I remember when Max Payne 3 was announced, it was not a good time. Not only had the development moved from Remedy to Rockstar (with whom I have a love-hate relationship), but Max Payne was shown as a bald out-of-shape guy in a sunny backdrop. This was worse than the Diablo 3 rainbows fiasco by a very wide margin. How could a developer who specializes in sandbox games like GTA and Red Dead Redemption give us a truly great linear action game? Why did they mess with the formula? Max has a persona, he wears the dark snowy look of New York like a trusted suit, so who is this bald man in sunny South America? Playing the game at PAX East soothed many of my fears; this is a true Max Payne game and one that I am suddenly very excited about again.
The first thing I asked the developer about as I was playing (and often dying) was the thought behind Max’s look. He equated the change to a few things: ten years have passed and Max has lived a hard life, he has lost everything, abused his body and soul, and let himself go both physically and metaphysically. The game starts with the Max Payne we remember, and when he kills a high-ranking mob boss he is pressured to leave New York or be killed. He leaves and in typical Max Payne fashion things go from bad to worse and he is at the end of his rope – he needs to start anew and bury himself in the life he has to lead, one of a mercenary taking what jobs he can to survive.

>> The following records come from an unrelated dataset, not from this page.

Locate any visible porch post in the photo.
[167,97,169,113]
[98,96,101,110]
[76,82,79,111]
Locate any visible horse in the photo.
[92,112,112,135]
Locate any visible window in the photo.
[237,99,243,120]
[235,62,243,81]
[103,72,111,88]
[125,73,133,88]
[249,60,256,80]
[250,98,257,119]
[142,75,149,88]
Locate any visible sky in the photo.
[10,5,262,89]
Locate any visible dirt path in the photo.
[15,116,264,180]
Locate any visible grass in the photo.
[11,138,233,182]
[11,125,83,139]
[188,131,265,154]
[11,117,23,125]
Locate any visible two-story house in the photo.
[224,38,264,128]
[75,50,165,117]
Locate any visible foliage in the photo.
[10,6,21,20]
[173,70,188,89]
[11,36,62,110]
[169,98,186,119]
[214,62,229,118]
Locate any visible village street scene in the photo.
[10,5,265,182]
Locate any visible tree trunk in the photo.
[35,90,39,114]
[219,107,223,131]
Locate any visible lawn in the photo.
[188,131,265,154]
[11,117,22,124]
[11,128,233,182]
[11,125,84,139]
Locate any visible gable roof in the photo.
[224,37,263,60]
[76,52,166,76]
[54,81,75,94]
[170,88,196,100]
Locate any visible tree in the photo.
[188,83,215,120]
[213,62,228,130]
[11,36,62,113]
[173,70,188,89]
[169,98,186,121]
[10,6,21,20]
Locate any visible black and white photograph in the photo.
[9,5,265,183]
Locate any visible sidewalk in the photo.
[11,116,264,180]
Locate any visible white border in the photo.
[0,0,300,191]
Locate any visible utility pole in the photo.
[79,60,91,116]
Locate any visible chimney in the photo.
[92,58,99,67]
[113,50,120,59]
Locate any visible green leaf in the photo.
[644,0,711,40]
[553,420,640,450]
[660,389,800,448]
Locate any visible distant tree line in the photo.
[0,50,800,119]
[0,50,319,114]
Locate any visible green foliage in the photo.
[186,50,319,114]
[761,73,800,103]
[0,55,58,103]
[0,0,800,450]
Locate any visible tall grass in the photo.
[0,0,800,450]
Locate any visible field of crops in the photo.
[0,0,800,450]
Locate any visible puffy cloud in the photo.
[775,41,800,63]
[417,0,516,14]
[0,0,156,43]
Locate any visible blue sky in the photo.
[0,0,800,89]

The shaving of his head is a prominent scene in the game and as they described it, I asked how it parallels The Walking Dead scene where Shane shaves his head. They laughed and said the whole team was shocked as that unfolded because that is essentially what Max went through and they conceived it years ago. Like Shane’s character, Max has to do things and be someone he would not have been if life had been different. The symbolic act of shaving his head is a cleansing, a throwing off of moral shackles to do things that need to be done to survive. It gave me a new perspective on the changes and it is one I can now fully endorse, it just makes sense in context of the story.
Playing the demo I was pleasantly surprised to see two distinct locales, a flashback sequence in New York with the familiar (but aged) leather jacket-wearing Max Payne and a sequence in Sao Paulo, Brazil with the bald, Die Hard-esque tank-topped Max. Gameplay is instantly familiar to veterans of the series, with modern tweaks such as cover supplementing the repertoire of moves.
The big returning feature, of course, is Bullet Time, which is used liberally in shoot-dodge moves and on demand if you have adrenaline saved up. As you kill and take damage, your adrenaline meter fills up and Bullet Time can be engaged at will slowing the enemies and their bullets letting you pick your shots with precision or get out of danger. Shoot-dodge is a move tied to a face button and can be activated any time (and should be used near constantly) with life saving results. When you shoot-dodge, time slows for a bit of the movement and you can freely move and shoot in any direction as you roll out of harms way.
The graphical representation of these movements cannot be described adequately, they have to be seen in motion to truly be appreciated. When Bullet Time is triggered during a fire fight, you can clearly make out every single bullet and see a safe path through them. It was stunning the first time I saw it and the developer was tremendously proud of the physics and presentation of the move. The shoot-dodge, and in fact general movement with guns, is equally impressive. No matter which way you are going, you can aim Max’s guns at an enemy and Max on screen realistically moves his body, tilts his back, adjusts his arms to track where he is shooting. When a shoot-dodge is triggered it is even more impressive because you can see him slowly arch his back to fire over his shoulder or tilt to land on his shoulder when the movement is done. The animation is top notch and really adds a depth to the game due to the care and attention to detail.
Storywise any fears that this is not a true Max Payne experience should be put aside immediately. Despite the sunny locale and change in Max’s appearance, this is the same character we know in all of his dark and morose pulpy glory. His monologues are still present and most importantly the graphic novel-style cut scenes are back in an innovative way. Instead of static images refreshing over time, the panels are generated from real time in game assets. The effect is instantly gratifying and brings a visceral and real-time feel to the game.
The engine powering Max Payne 3 is a star alongside the characters and story. The world looks amazing and there is a real weight to it that is palpable as you play. The animation, cut scenes, and hectic action are also delivered with no load times. That’s right, much like the Uncharted series, once the game starts you will never see a load screen (until you power off and continue later). I can’t stress enough how important this is to narrative flow. Max Payne has always been presented as a cinematic experience and this constant flow of gameplay and story with no interruptions is perhaps one of the greatest features of the game.
Max Payne 3 also features a deep suite of multiplayer options that are meant to extend the life of the game, but not overshadow the main storyline. I was assured that the development of the single player experience was the number one priority (and it shows), with multiplayer being added to further the experience. So far the modes of Gang Wars and Payne Killer look incredibly promising with social interaction and progression systems giving us more reasons to play the game even after the single player has been beaten a few times.
Max Payne 3 is destined to be the next Rockstar blockbuster and I am very excited to get my hands on the full experience. Playing the demo for an hour left me wanting more and we’ll all get our chance when it is released on PS3 and Xbox 360 May 15th 2012 and on PC May 29th.